I’ve never had any of the genetic testing. I was told with my last son that he did have markers for downs from my ultrasound but he came out without it. He did have other birth defects, but one corrected itself and he had surgery for the other at 3 days old
Precious… They are true gifts from God. My son will be 15 next year and he has Down Syndrome and I wouldn’t change anything about him. He has made me a better person and for that I’m forever grateful
While not a personal experience, I’ve known a few people to have the same thing show in their test and the baby was born without it I declined the test because it didn’t matter to me regardless and I didn’t want to hear them suggest to terminate the pregnancy for a “it could have a problem” like the other people I know had happen
My son is Trisomy 21, he is wonderful, however I understand that we are lucky he had almost 0 health issues and is “high functioning”.
As with everything, there is a spectrum.
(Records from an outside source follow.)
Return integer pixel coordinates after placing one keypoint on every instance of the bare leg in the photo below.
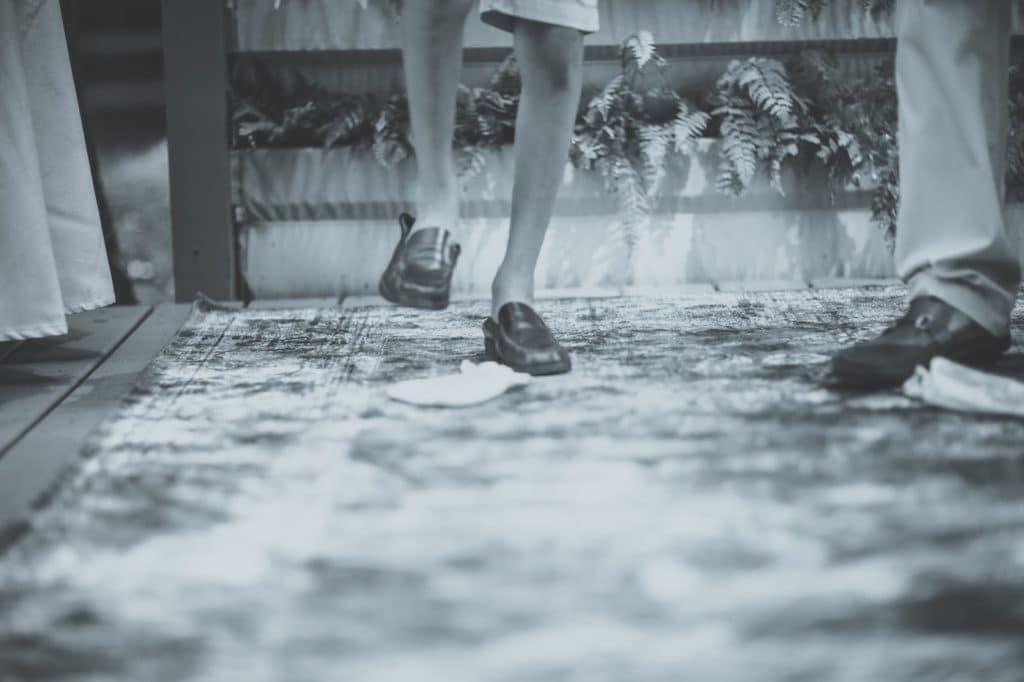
(432, 33)
(551, 62)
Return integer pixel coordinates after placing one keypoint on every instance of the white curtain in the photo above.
(52, 259)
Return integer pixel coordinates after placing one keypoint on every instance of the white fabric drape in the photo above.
(52, 259)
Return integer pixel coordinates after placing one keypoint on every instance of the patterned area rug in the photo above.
(687, 505)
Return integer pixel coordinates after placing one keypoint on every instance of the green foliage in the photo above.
(855, 128)
(629, 130)
(758, 111)
(795, 12)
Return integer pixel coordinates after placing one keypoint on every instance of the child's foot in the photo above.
(517, 337)
(420, 272)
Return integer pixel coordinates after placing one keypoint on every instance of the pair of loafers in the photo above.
(419, 275)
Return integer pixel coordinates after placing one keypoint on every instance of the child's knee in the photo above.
(558, 55)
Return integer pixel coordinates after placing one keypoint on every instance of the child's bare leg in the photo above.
(432, 34)
(551, 64)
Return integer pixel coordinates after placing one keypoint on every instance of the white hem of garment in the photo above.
(57, 329)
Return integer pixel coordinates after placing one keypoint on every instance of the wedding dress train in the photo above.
(52, 259)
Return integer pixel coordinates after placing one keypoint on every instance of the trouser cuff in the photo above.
(988, 307)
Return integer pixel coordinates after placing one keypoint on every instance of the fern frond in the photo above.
(739, 144)
(688, 125)
(768, 86)
(639, 49)
(655, 142)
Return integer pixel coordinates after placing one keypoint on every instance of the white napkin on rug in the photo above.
(474, 384)
(953, 386)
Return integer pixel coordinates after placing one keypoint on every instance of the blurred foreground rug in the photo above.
(687, 505)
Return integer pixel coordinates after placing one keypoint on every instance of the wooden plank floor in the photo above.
(54, 391)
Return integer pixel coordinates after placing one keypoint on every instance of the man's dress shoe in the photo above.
(519, 339)
(931, 328)
(420, 272)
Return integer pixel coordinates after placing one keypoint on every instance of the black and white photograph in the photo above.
(511, 341)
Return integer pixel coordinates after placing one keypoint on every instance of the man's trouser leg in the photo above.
(952, 241)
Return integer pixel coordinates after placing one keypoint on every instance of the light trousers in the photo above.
(952, 241)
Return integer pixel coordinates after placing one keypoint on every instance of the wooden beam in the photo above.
(196, 47)
(35, 463)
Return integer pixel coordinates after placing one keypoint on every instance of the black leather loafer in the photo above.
(520, 339)
(931, 328)
(420, 272)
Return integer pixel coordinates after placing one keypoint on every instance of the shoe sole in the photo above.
(544, 370)
(853, 376)
(414, 299)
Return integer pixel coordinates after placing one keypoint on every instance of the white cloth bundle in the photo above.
(474, 384)
(52, 258)
(946, 384)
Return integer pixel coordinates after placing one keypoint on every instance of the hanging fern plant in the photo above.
(629, 130)
(760, 115)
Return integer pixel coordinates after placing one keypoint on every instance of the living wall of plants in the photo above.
(803, 113)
Do research and do what you feel is best.
I never took this test because it didn’t matter to me! I have heard horror stories about it coming back positive and actually being negative when the baby is actually born!
With my 1st born i was told he would have it. He in fact did not have it but was born with agenesis of the corpus callosum. (Brain defect) and that he would most likely be in a vegetative state. Thankful to God you can’t even tell my son has anything. Does have a learning delay but nothing else. Smart and loving kid. Have faith. Prayers
I had the rest done and we were high risk t13 and t18. The most severe of the trisomies. We went for 4d scans and carried on the pregnancy. The only marker baby had showing was her heart wasnt formed right. We said it was in babies hands and carried on until I was induced at 39 weeks. She arrived after one hell of a labour and a stay in hospital regarding her heart issues. We got genetics results back 4 weeks ago. Shes all clear we were exceptionally high risk like 3 in 10 chance and she came out and defied all the odds x we are just preparing for open heart surgery once she’s a bit bigger. Don’t loose hope mamma. I know exactly how you fe except t21 gets a lot more support than t13 or t18. Just stick by what you feel is right don’t let anyone bully you into doing anything you don’t want too and also you don’t have to have the amniocentesis done early on it can be don’t right at the end of pregnancy. I spoke to my very first midwife when we got our high results back and she said something that stuck with me. Will the results of the amnio make any difference to if you carry on with the pregnancy or not, if not then why risk the chance of miscarriage by having the amnio done. We actually didn’t have the amnio done at all until baby was born. Good luck
My test was opposite…tested low risk for Down Syndrome and when my daughter was born she did actually have Down Syndrome! It was a shock but honestly couldn’t have done anything different! My daughter is about to be 15 and with many bumps in the road she is a healthy and happy girl!